Art’s stammer came back as he said, “P-please, don’t tell anyone. About --” He pointed at his eyes. He didn't need to say more.
“Who would I tell?” Like Patrick hadn’t thought the whole thing through and decided against it. No reason to let Art in on what an asshole he was capable of being. There would be time for that. “There’s no one here but me and you.”
Most of the kids Patrick knew back in Potomac were headed for other, different boarding schools. He took for granted he’d see them when he was home for winter break, or on vacation at someone’s summer place, but there was no way anyone, anywhere was crying themself to sleep because they missed his stupid ass. He had never had a friend like that. He wondered what it would be like.
“It’s just you and me,” Patrick repeated. “And I can already tell we’re going to have the best fucking time.”
“Yeah,” Art said. “Me too. You’re totally right.”

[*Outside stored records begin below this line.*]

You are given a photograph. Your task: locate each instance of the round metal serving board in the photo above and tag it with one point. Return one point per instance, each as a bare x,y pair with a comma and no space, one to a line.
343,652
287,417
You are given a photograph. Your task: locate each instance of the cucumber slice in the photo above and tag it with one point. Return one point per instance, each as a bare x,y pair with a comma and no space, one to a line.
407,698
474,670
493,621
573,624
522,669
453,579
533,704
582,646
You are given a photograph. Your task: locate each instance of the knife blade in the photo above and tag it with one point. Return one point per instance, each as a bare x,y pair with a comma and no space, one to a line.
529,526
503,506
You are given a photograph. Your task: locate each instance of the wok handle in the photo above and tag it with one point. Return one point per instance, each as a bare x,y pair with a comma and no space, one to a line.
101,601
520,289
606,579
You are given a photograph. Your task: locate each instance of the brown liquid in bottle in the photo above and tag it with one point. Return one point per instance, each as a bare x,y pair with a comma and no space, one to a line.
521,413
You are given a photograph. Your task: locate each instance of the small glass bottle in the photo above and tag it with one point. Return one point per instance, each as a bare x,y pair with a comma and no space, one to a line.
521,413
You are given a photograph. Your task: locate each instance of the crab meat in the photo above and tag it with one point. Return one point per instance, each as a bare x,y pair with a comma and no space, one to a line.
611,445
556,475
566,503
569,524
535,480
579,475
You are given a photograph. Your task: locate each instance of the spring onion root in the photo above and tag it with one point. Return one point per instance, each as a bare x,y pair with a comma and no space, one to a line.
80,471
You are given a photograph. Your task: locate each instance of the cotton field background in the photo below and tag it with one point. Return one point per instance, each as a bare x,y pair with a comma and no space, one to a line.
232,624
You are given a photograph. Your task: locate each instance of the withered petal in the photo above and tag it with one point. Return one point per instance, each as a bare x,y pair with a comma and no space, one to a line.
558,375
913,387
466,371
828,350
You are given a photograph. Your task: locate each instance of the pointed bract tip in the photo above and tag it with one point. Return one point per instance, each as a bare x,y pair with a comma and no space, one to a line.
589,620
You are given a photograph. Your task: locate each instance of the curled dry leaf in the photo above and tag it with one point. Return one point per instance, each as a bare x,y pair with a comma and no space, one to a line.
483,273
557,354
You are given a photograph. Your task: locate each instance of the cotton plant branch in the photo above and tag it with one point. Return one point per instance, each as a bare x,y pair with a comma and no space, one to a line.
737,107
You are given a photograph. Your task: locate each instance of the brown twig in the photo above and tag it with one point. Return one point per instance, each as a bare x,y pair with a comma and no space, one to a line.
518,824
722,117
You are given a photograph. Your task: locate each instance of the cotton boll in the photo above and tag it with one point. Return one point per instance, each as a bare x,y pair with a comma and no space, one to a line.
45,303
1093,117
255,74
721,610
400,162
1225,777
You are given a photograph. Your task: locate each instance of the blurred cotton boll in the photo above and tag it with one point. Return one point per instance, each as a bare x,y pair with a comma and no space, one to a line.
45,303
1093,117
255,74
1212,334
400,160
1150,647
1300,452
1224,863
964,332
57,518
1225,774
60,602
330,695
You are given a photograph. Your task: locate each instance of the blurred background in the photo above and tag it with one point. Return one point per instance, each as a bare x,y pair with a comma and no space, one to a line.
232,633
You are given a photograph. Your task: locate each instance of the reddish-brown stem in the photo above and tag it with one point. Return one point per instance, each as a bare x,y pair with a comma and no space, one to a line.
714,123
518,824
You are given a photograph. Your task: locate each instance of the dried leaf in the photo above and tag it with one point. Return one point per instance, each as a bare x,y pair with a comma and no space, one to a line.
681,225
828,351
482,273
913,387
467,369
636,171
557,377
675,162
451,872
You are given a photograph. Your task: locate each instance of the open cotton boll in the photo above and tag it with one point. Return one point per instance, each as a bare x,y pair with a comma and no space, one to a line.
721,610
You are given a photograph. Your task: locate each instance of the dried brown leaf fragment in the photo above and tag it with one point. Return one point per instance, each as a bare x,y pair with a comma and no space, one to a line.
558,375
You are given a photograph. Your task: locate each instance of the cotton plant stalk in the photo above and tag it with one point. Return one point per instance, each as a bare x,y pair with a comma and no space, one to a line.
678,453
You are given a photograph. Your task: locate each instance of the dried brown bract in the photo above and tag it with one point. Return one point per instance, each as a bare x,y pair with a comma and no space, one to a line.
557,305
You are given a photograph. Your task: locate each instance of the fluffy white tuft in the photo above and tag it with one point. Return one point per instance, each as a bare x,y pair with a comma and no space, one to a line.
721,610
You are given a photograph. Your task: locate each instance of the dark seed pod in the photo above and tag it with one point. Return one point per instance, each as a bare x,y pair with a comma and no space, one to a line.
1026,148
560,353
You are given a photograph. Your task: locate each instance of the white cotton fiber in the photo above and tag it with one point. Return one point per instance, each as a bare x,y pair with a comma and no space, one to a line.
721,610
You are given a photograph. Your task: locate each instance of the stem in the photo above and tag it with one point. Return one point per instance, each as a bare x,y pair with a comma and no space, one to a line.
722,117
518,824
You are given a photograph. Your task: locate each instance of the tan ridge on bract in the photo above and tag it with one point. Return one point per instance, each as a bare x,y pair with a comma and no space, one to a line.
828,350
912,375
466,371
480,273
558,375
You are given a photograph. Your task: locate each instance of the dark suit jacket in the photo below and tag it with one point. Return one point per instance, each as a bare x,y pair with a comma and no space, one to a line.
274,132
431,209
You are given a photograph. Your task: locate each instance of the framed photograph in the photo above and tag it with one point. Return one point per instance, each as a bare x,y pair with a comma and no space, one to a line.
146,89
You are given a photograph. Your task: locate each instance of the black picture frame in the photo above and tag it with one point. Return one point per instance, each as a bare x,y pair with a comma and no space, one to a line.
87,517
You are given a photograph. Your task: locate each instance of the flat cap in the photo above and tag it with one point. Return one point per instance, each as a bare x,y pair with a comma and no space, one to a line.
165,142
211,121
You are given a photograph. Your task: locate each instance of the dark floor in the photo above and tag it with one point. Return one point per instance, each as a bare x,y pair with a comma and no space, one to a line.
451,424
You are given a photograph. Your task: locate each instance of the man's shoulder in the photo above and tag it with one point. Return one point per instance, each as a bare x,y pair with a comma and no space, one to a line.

Soon Art, finally, fell asleep. Patrick would have gotten back in his bunk, but they had to be up in thirty minutes for morning sprints and it was easier just to keep lying here, next to him. He brushed the cookie crumbs off the side of Art's face. They would get up, soon, full of sugar, and probably puke all over the track and get their snack food and their GameBoys confiscated and have to run more laps. But Patrick didn’t like to worry about things that hadn’t happened yet. It didn’t do any good. He would rather imagine a future where Patrick Zweig and Art Donaldson were best friends and ate all the Oreos they wanted and they both won twenty Grand Slams and had a great fucking time doing it.
Why not? The sky was the limit. What was going to stop them?